Upon closer inspection, these Paramount Sales News publicity drawings are not exactly the same art as the images prepared for the one-sheet posters for the Fleischer cartoons themselves. While the poses and staging are practically identical, there are significant differences between the trade ads and theatrical posters for Big Chief Ugh-Amugh-Ugh, Sally Swing, and Learn Polikeness (called “Popeye Learns Ettikett” in print); the final poster versions are certainly slicker. Still, it gives us a hint of what the (as of now) still missing posters for such titles as Goonland and The Impractical Joker were like. Good to know — but that open mouth and chin…
Here are a few more comparisons of the exhibitor ads versus the final lobby poster:
Below is the complete batch Fleischer spots from Paramount Sales News for November-December 1938 (click each to enlarge):
Our usual weekly examples of Fleischer cartoons in release to theaters at the time the trade ads above appeared in print. Above, Popeye in A DATE TO SKATE (released November 18th 1938); Below, Betty Boop in ON WITH THE NEW (released December 2nd 1938).

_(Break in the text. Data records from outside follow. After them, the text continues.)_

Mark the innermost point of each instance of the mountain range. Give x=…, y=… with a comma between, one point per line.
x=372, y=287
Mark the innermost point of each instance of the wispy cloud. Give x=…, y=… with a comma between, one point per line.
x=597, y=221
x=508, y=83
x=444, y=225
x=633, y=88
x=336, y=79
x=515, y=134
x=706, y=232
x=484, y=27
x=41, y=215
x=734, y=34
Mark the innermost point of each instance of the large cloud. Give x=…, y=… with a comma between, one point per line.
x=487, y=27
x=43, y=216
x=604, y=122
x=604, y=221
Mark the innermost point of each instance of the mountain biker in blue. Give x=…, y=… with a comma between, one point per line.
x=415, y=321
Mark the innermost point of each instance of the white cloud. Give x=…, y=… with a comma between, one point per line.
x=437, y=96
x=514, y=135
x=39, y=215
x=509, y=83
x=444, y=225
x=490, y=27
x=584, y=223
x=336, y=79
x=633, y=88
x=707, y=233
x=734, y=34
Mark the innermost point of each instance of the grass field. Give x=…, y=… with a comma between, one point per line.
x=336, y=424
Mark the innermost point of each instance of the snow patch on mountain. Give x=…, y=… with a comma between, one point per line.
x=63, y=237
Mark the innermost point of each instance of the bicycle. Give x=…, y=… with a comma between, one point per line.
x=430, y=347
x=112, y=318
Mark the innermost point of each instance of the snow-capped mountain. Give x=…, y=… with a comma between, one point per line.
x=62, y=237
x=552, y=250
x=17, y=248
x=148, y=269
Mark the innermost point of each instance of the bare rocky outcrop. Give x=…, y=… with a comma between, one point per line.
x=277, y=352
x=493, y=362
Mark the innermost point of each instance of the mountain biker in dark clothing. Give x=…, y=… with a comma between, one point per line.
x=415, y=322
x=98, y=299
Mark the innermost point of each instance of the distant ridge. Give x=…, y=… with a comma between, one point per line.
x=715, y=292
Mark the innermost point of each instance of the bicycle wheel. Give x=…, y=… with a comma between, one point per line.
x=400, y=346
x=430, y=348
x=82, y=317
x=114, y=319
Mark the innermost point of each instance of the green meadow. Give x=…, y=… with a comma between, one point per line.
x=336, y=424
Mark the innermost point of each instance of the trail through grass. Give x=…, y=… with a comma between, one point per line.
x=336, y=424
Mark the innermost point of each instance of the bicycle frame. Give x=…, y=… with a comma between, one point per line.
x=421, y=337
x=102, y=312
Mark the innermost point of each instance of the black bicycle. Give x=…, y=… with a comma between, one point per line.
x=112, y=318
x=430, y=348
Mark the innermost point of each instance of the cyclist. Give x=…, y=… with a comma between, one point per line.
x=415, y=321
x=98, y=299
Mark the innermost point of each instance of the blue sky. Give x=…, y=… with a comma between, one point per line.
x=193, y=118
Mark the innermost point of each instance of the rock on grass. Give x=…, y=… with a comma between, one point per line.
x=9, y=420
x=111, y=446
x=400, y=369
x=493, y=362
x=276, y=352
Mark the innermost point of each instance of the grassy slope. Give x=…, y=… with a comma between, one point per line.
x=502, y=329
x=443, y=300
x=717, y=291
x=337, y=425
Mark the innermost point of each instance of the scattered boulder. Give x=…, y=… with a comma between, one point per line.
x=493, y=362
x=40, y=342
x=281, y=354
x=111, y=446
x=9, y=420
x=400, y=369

There’s a low-res copy of the Goonland poster here:
http://letterboxd.com/film/goonland/
Thad, I am shocked! This poster exists aand you didn’t know it?…
Bob is more adept at finding Popeye minutiae than I am.
It used to be on Jerry’s Paramount original titles page (along with the posters for “King of the Mardi Gras” and “Bulldozing the Bull”), but it’s not on the pared-down current version.
Is it any wonder that Buzzy Boop never took off? She looks like a misbegotten hybrid of Betty and Olive Oyl. Maybe if her hands were daintier instead of those rubbery hams she’s sporting. Oh well, just one more resident for the Isle of Misfit Characters.
It’s interesting that Paramount would still be promoting “The Impractical Joker” a year after its release date (less so with “Learn Polikeness”, since that was the Fleischers’ last cartoon with Bluto up to that point, and what the marketing people wanted to sell to theater owners might be different than what the studio might be trying to do to keep the series from becoming too formulistic).